According to the most reliable discography I could find, Dexter Gordon recorded his first session as a leader in 1945. He recorded as a leader over the next ten years for Savoy, Spotlight, and Dial, in addition to appearing as a sideman on countless other records. Daddy Plays the Horn, recorded in Hollywood in 1955, seems to have been his only Bethlehem release.
Gordon’s quartet for the session included two West Coast stalwarts: bassist Leroy Vinnegar and drummer Lawrence Marable.

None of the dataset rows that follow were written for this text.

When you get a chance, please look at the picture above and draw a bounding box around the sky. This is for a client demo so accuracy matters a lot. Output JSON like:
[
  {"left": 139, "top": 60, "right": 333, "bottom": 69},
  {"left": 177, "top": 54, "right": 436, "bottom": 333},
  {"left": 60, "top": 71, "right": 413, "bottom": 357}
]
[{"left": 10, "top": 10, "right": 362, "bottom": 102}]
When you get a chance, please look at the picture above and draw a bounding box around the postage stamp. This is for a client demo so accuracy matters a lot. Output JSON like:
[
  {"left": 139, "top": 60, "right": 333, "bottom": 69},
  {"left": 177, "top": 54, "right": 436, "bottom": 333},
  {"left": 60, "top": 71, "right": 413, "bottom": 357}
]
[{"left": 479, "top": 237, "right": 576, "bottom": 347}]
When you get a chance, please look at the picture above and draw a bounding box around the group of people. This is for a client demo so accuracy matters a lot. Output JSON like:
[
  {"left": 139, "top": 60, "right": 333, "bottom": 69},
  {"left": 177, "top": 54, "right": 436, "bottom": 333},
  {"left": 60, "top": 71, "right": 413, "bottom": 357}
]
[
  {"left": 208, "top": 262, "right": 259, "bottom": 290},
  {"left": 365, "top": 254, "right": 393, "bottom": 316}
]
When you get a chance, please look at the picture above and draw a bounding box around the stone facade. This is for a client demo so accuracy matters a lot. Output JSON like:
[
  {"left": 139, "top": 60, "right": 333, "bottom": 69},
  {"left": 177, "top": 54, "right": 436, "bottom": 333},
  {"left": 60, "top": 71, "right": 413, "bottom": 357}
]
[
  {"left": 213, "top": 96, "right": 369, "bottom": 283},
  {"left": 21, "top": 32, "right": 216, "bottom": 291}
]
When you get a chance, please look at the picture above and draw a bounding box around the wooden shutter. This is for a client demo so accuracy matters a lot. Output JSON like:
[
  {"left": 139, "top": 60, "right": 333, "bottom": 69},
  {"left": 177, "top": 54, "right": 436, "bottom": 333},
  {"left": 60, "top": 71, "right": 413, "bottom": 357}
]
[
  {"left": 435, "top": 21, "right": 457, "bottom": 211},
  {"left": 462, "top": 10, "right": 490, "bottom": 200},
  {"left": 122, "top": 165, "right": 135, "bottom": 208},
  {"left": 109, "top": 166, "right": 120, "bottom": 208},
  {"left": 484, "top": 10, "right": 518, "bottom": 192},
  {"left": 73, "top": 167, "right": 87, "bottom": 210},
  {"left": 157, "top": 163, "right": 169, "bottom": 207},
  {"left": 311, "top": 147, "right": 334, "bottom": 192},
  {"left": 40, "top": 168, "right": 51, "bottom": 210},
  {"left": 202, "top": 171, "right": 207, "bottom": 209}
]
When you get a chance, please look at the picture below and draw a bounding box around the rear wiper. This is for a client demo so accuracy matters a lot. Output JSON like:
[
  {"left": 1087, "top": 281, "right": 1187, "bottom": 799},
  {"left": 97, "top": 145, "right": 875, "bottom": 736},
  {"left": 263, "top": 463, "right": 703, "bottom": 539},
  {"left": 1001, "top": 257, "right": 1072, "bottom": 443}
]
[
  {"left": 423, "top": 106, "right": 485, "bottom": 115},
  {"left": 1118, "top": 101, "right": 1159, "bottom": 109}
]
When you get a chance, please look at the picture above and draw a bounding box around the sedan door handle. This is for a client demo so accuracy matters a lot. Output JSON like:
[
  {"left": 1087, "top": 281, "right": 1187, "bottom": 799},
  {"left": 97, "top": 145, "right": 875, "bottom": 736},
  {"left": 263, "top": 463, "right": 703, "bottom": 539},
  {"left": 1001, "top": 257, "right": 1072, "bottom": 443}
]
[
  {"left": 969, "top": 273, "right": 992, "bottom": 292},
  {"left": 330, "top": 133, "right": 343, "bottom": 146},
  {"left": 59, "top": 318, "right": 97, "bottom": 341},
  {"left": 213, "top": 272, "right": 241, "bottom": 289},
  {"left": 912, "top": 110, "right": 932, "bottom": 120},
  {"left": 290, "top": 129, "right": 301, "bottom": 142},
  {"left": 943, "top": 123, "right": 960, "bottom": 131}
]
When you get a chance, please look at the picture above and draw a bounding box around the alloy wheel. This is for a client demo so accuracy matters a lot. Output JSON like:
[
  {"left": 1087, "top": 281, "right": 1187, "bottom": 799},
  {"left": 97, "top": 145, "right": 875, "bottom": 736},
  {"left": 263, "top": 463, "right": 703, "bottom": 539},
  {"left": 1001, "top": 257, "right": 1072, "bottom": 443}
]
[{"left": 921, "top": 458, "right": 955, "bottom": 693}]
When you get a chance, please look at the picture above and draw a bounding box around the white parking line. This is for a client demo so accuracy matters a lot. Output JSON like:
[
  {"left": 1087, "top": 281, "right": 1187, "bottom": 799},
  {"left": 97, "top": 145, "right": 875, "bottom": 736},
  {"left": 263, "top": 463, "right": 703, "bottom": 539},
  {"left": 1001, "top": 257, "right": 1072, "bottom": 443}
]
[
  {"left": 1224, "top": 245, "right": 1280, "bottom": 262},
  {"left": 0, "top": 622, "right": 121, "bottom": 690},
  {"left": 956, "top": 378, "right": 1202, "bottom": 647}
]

Pianist Kenny Drew was living on the West Coast at the time of this meeting with Gordon, but would soon return to New York for a few years before moving to Europe in 1963. While Daddy Plays the Horn is not a prominent title in Gordon’s discography, it’s an example of the distinctive style he would bring to full flower during his Blue Note years, beginning in the early ’60s.
The bluesy title track brings the band out in force, with Gordon showing a bit of Lester Young’s influence but with his own distinctive feel for time. He liked to play just behind the beat, which felt relaxed or laid-back, but there was always a fire burning underneath. He interjected quick bursts of notes for emphasis and variety, and developed his ideas with cool precision. Drew’s solo is an enticing blend of blues and swing, full of bravado and melody. His chords lay down a firm harmonic foundation for Gordon, and his quick thinking feeds the leader’s improvisations.
The group’s take on Charlie Parker’s “Confirmation” has a different kind of energy from the original because Gordon, though clearly influenced by Bird, smears notes and takes the tune at a more relaxed pace. Drew again livens things up with an energetic solo, while Vinnegar and Marable take good advantage of their solo shots. Two ballads, “Darn that Dream” and “Autumn in New York,” show Gordon’s versatility. He was as sensitive with ballads as Ben Webster, and as respectful of the writer’s intentions -- he recited the lyrics to himself before he played.
Gordon and Drew worked together again many times, but he played with Vinnegar and Marable on only a handful of other sessions. Whether on ballads or on the fast, exciting closer, “You Can Depend on Me,” they swing hard, and their interplay makes one wish they’d done more together. Marable and Vinnegar are a tight unit, and Drew’s playing is a constant delight -- fast, agile, and full of surprises.
The sound on Daddy Plays the Horn is a little flat, but entirely listenable and atmospheric. The instruments register clearly, but in contrast to the Chris Connor EP the recording is less immediate. My guess is that both Daddy Plays the Horn and Lullabys for Lovers were remastered from digital files, but at 24-bit/96kHz. They don’t sound edgy or digitally harsh, but I found that the tracks on my copy of Connor’s Sings Lullabys of Birdland sounded warmer overall than the same tracks on the new EP.
Once again, I’m guessing, but the pressings have the slightly jagged outer edge typical of Rainbo Records, a pressing plant in California. I’ve generally been pleased with their work, and these records are quiet and very well made.
Bethlehem’s vinyl reissues for the next few months include titles by Donald Byrd and Pepper Adams, Zoot Sims, and Johnny Hartman. I hope we’ll also soon see LP reissues by Charlie Mariano, Sal Salvador, and many of the other musicians the label recorded. These first offerings bode well for the series.